Context: For the last 20 years we have traveled by way of B&Bs in North America, Italy, Spain and France. Over all this time, we count only two serious disappointments.
Unfortunately, our eight nights at the Clos Mariotte (Vouvray), in the Marans room, added a third.
There was a surprise at the start of our relationship, when the hostess demanded we fax her a signed contract. This was the first time ever we had been asked that, but we complied. (The hostess graciously forwent asking for a deposit, recognizing that the overseas transaction cost is exorbitant.) But things became stranger when, in an email shortly before we left, she asked us to bring something from our home country, in return of which she would offer us a Vouvray wine. This was again the first time we were ever asked for this. We replied that we would not be in a position to bring the wine back with us but offered to bring a gift, worth about $10. We handed over our offering at the first breakfast.
On the morning of our arrival we had called from our previous lodging to say that we expected to arrive around noon. In rather sharp tones, we were told that we were not welcome until 6 p.m.
When shown the room, we were rather disappointed. The space turned out to be quite tight and we now realized that only a curtain separates the bathroom + toilet from the bedroom.
Then one disappointment followed another. At breakfast the same jar of jam would appear over and over. The choice of bread diminished by the day. The hostess does not appear to possess a teapot. Halfway through we were offered clean towels (but no clean washcloth) but we slept in the same sheets for eight warm nights. The bed was never made up. Once she offered to vacuum the room, which we declined, there being hardly any space worth vacuuming. With such failure of service, one would expect to be offered a discount for an 8-night stay.
The conversations at breakfast were painful. Her touristic advice was delivered in a tone resembling orders, not suggestions. While our French is fairly good, she spoke rapidly and did not enunciate well. When we asked to repeat something, she did by speaking very slowly, as if we were imbeciles.

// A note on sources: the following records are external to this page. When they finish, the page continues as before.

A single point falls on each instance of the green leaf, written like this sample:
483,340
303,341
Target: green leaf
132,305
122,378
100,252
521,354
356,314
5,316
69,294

After five days we finally asked about that Vouvray. She disappeared in her troglodyte cellar and returned with an unlabelled bottle of carbonated wine, never having asked whether we preferred still or bubbly.
One morning we observed a conversation between the hostess and her adult son as he was leaving the house. She spoke in the same brusque tone as in our conversations with us.
The conclusion is clear: For the sake of the reputation of French hospitality, Florence Hardouin should quit the business and look for work that does not involve interaction with any public.